De récents arrêts de la Cour de cassation ont précisé les notions de majorité et d’unanimité au sein des réunions d’associés, l’occasion d’évoquer également la réforme Soihili de 2019 qui a modifié les règles de majorité requise pour adopter ou modifier les clauses d’exclusion.
La notion de majorité,
En matière de Société par Actions Simplifiées, la loi a toujours prévu une très grande liberté aux fins de définir les modalités de votes, quorums et majorités requise, les fondateurs ont la faculté de définir librement ce qu’ils entendent mettre en place concernant l’adoption des décisions collectives.
Jusqu’alors, nous pouvions penser avoir toute latitude pour choisir à quel pourcentage serait la majorité, pouvant alors être inférieure à la majorité simple. Bien qu’il semble illogique en pratique que l’on puisse mettre en place une majorité inférieure à 50% des associés présents ou représentés, rien ne semblait l’interdire.
Le 19 janvier 2022, la chambre commerciale de la Cour de cassation (n° 19/12.696) a du juger de la validité d’une clause fixant la majorité au tiers des associés présents ou représentés. La Haute juridiction censure la Cour d’appel qui considéra que la liberté des SAS justifiait cette lecture extensive de l’alinéa 2 de l’article L. 227-9 du Code de commerce. Selon les juges, « les résolutions d’une SAS ne peuvent être adoptées par un nombre de voix inférieur à la majorité simple des votes exprimés ».
En d’autres termes, la majorité prévue par les statuts ne peut être inférieure à la majorité simple des votes exprimés, donc des associés présents ou représentés, soit la majorité ne peut être inférieure à 50% plus une voix.
La notion d’unanimité,
La notion d’unanimité pouvait interroger, car en l’absence de précision législative, comment savoir si l’unanimité comprend, l’ensemble des associés présents ou représentés, ou bien l’ensemble des associés qu’ils soient présents, représentés ou non ?
L’article 1852 du Code civil prévoit l’unanimité des associés, à défaut de dispositions statutaires, pour les décisions qui excèdent les pouvoirs reconnus aux gérants.
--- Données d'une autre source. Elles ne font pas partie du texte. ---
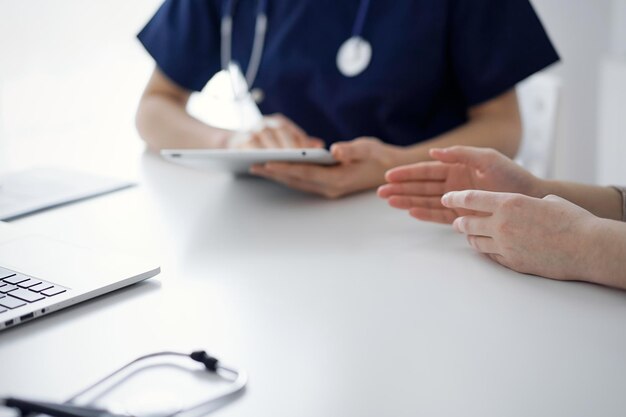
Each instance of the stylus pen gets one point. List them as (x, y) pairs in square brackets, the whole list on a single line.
[(27, 407)]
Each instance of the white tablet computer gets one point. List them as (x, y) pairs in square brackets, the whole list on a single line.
[(240, 160)]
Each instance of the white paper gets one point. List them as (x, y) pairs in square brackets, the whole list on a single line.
[(37, 189)]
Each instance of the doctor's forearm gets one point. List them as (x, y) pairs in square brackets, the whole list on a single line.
[(164, 123)]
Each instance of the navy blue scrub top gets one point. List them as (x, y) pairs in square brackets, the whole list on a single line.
[(431, 59)]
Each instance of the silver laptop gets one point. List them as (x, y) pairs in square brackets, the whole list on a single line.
[(39, 275)]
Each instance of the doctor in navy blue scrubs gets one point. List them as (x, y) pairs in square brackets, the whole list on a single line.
[(380, 82)]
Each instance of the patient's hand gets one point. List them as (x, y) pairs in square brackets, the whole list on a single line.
[(419, 187), (276, 132), (550, 237)]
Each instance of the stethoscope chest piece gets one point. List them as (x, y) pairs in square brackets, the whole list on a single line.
[(354, 56)]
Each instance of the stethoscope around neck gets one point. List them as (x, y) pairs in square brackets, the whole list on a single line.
[(353, 56)]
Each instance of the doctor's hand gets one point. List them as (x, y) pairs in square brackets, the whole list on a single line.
[(277, 131), (419, 187), (550, 237), (362, 165)]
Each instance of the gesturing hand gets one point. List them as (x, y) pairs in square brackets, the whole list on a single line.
[(419, 187), (547, 237)]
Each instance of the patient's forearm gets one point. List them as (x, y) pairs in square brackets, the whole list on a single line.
[(604, 202), (607, 253), (164, 123)]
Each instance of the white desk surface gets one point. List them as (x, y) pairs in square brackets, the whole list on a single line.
[(335, 308)]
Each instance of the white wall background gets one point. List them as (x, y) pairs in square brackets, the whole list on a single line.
[(70, 69)]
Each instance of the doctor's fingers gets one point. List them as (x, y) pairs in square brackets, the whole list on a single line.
[(444, 215), (473, 156), (406, 202), (421, 171), (416, 188), (475, 225)]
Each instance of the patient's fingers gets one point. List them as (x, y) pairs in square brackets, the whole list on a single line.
[(445, 216), (431, 170), (415, 188), (409, 202)]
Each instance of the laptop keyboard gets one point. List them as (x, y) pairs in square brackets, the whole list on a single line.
[(17, 290)]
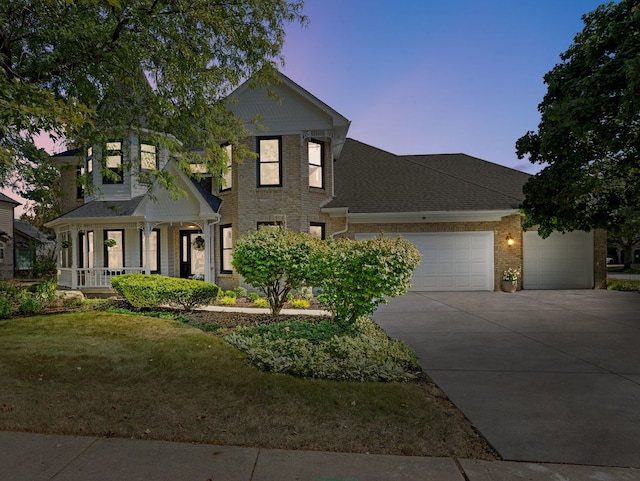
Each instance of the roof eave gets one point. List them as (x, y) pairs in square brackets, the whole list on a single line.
[(420, 217)]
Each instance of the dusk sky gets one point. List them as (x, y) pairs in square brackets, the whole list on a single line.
[(432, 76)]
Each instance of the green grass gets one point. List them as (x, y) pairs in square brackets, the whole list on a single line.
[(623, 284), (111, 374)]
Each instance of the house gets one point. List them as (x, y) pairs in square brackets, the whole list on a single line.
[(7, 205), (20, 242), (461, 211)]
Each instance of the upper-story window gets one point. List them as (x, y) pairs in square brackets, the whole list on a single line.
[(227, 176), (114, 163), (315, 152), (80, 182), (89, 165), (148, 156), (269, 162)]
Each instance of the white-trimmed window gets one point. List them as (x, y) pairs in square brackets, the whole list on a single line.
[(315, 151), (148, 156), (154, 250), (269, 162), (226, 249), (227, 176), (114, 163), (317, 229), (114, 253)]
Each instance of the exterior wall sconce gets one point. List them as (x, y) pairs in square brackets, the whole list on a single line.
[(510, 240)]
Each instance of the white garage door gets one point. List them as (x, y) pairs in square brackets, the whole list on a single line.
[(561, 261), (460, 261)]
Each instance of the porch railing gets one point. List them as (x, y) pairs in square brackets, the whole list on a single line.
[(92, 277)]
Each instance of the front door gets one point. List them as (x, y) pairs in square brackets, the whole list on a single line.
[(191, 253)]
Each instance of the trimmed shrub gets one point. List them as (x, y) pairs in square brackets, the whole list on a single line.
[(150, 291), (276, 261), (261, 302), (356, 276), (300, 304), (623, 284), (227, 301), (327, 350)]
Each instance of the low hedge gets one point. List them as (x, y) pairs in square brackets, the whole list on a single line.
[(327, 350), (151, 291)]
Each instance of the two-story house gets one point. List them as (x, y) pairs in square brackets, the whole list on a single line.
[(462, 212)]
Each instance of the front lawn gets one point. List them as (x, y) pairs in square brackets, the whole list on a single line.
[(110, 374)]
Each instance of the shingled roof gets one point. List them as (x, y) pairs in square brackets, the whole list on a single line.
[(370, 180), (104, 208)]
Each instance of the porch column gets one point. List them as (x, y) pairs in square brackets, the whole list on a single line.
[(147, 248), (74, 257), (209, 252)]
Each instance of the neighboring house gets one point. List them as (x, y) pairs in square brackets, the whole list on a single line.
[(29, 242), (308, 176), (7, 205)]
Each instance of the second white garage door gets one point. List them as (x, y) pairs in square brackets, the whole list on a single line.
[(561, 261), (451, 261)]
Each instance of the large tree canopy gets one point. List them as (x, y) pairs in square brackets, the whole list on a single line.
[(589, 133), (79, 68)]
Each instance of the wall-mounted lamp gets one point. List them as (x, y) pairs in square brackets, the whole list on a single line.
[(510, 240)]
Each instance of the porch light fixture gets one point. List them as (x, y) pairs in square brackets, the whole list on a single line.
[(510, 240)]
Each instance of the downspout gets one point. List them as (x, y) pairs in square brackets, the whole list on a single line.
[(212, 250)]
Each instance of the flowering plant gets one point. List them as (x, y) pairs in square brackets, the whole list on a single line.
[(511, 274), (198, 243)]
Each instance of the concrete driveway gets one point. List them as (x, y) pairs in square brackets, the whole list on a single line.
[(547, 376)]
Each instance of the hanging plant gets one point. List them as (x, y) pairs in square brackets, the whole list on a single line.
[(198, 243)]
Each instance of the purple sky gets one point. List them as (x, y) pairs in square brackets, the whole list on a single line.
[(433, 76)]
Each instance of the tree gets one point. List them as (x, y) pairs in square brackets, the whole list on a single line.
[(627, 236), (78, 69), (589, 132), (274, 260)]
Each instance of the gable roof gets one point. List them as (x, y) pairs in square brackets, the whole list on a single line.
[(103, 208), (369, 180), (294, 110), (6, 198)]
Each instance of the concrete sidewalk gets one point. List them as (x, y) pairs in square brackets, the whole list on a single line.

Ainsi en l’absence de précisions statutaires, les associés se doivent de prendre les décisions à l’unanimité, mais quelle unanimité ?
L’arrêt du 5 janvier 2022 (n° 20/17.428) de la Cour de cassation 3ème civ., a mis fin à toute incertitude. L’unanimité serait alors appliquée à l’ensemble des associés, soit présents, représentés et absents.
Cette solution nous rappelle l’importance de rédiger les statuts avec précision afin d’éviter tout blocage que pourrait causer un associé abstentionniste et de réserver les votes à l’unanimité aux seules décisions les plus importantes.
Les modalités d’adoption des clauses d’exclusion,
Enfin, depuis 2019 et la réforme Soihili, les modalités d’adoption ou modification des clauses d’exclusion ne se décident plus obligatoirement à l’unanimité. Bien que cette modification, en rajoutant l’alinéa 2 à l’article L. 227-19 du Code de commerce, dissipe certaines difficultés, elle en pose d’autres.
En réduisant cette faculté à la majorité simple ou toute autre modalité déterminée par les associés, la barrière de protection que constituait l’unanimité n’existe plus. En ce sens, les associés majoritaires de SAS peuvent modifier comme bon leur semble les motifs d’exclusion ou tout autre disposition relative à l’exclusion.
Le problème c’est que la formule de calcul du prix des titres de l’associé exclu suit généralement le régime de la clause d’exclusion. Ainsi, depuis la réforme, nous pourrions craindre qu’un associé majoritaire ait toute liberté pour modifier le prix du rachat des titres de l’associé concerné par l’exclusion. Bien que cette faculté ne permette pas un rachat à vil prix, l’associé exclu pourrait tout de même se voir proposer un rachat de ses titres à un prix inférieur à ce qu’il aurait pu obtenir.
Il semble évidement que la jurisprudence cherchera à poser des garde-fous, pour éviter tout abus de la part des majoritaires, mais la situation actuelle interroge sur l’utilisation de ce droit par les majoritaires contre d’éventuels investisseurs minoritaires.